Enquanto a luta de classes e Karl Marx não saem de sua cabeça, as mãos entram em conflito com a pá e a enxada. Finca as madeiras na terra, estende a lona. De repente tudo desmorona. Recebe ajuda. “A ocupação é uma zona autônoma que problematiza a sociedade, mas não problematiza com textos, livros, nada disso, problematiza com a prática da ocupação. O primeiro momento é a desconstrução de várias coisas, inclusive de uma subjetividade que é aquela subjetividade do indivíduo que luta sozinho, que come sozinho, que tem que pagar as contas sozinho. Desconstrói a consciência do sujeito construída pelo capitalismo”, explica.
O Movimento permaneceu na Copa do Povo por cinco meses, e saiu em setembro com a promessa de que os ocupantes poderão voltar depois que um conjunto habitacional for construído no lugar. Passado um ano, as obras ainda não começaram, não há vida, o terreno continua vazio e Agnes no aluguel. A luta não para.
É madrugada de 27 de setembro de 2014. Outra ocupação acontece, a Carlos Marighella – nome deliberado em assembleia -, num bairro nobre de Carapicuíba, Granja Viana. Agnes é a coordenadora principal. Ao todo, 400 famílias apostam na ação como uma alternativa para a tão sonhada casa própria. Os vizinhos reclamam. A ronda policial se faz presente.

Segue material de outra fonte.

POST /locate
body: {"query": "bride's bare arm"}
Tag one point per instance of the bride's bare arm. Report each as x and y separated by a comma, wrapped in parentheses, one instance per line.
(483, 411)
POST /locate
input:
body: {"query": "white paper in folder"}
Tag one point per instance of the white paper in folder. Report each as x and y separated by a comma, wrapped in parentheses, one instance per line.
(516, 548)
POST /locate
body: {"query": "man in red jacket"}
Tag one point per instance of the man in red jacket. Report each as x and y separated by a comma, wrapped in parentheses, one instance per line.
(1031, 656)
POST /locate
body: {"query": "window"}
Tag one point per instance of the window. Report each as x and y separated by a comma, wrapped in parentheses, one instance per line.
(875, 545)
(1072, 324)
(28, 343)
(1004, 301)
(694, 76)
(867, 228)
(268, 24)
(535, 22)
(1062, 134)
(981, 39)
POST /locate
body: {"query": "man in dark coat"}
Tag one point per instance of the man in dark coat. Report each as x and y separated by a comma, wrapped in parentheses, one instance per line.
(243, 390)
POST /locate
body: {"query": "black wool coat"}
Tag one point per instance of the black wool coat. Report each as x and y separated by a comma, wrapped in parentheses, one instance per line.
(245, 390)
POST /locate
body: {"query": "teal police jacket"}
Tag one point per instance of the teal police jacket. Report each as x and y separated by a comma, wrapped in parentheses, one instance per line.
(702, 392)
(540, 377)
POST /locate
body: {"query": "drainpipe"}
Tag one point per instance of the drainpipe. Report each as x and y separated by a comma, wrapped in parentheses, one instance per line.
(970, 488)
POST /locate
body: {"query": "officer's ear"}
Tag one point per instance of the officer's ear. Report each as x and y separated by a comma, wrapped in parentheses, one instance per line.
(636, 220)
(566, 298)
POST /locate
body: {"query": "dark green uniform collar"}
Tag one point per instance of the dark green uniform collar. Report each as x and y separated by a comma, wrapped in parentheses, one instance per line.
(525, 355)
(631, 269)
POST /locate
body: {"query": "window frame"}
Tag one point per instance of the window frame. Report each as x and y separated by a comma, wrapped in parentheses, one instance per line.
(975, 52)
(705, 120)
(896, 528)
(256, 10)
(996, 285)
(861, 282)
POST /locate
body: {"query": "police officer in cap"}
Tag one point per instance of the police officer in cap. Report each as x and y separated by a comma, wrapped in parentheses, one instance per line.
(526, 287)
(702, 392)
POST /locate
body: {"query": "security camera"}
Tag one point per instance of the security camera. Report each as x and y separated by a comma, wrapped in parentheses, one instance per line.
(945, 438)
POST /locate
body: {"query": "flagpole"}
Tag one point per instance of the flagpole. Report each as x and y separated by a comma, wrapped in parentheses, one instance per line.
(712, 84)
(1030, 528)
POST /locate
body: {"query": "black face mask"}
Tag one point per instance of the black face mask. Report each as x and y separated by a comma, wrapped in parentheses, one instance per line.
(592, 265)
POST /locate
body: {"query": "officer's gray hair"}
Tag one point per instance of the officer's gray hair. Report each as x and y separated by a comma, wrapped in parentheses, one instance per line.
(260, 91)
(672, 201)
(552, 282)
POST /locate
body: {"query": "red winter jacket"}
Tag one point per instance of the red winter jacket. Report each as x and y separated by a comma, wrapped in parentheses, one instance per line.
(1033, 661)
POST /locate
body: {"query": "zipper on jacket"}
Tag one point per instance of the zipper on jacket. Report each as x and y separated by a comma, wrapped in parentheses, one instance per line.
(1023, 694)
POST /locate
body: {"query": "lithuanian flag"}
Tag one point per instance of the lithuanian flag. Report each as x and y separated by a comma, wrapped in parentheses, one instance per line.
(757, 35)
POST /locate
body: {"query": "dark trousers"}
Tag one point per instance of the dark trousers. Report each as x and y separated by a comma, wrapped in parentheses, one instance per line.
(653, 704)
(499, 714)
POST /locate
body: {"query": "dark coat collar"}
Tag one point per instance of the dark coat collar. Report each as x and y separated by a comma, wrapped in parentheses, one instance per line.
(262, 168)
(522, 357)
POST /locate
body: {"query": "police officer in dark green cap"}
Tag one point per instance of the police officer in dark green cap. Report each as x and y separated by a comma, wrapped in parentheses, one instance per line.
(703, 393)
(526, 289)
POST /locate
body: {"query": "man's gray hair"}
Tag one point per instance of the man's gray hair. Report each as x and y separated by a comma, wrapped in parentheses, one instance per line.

“Eles fizeram processo de terrorismo. Entravam no terreno, atiravam para o alto e falavam que era gente de dentro da ocupação que estava atirando. Não chegaram a derrubar os barracos, mas um dia me colocaram no barracão [espécie de cozinha improvisada], mostraram que estavam com armas”. Agnes refaz o diálogo:
– Você sabe quem foi o Marighella?
– Eu sei!
Carlos Marighella foi um dos maiores símbolos da luta política contra a ditadura militar. Nos anos de chumbo, foi perseguido, preso e torturado. Morreu em 4 de novembro de 1969, assassinado a tiros numa emboscada policial.
– Você tem coragem de fazer o que ele fez?
– Agora a gente vive num momento diferente do qual o Marighella viveu. Mas eu tenho coragem, de acordo com o contexto, de fazer o que for necessário para garantir a democracia.
Agnes também é rio bravo. Diante das tempestades, inunda-se de coragem e força. “Nunca pensei em desistir. Pelo contrário, nos momentos em que isso acontecia, eu não saia de perto da ocupação. Isso deu mais força. O importante de estar organizado é que você não está sozinho, você tem mais força, você percebe que é possível resistir”.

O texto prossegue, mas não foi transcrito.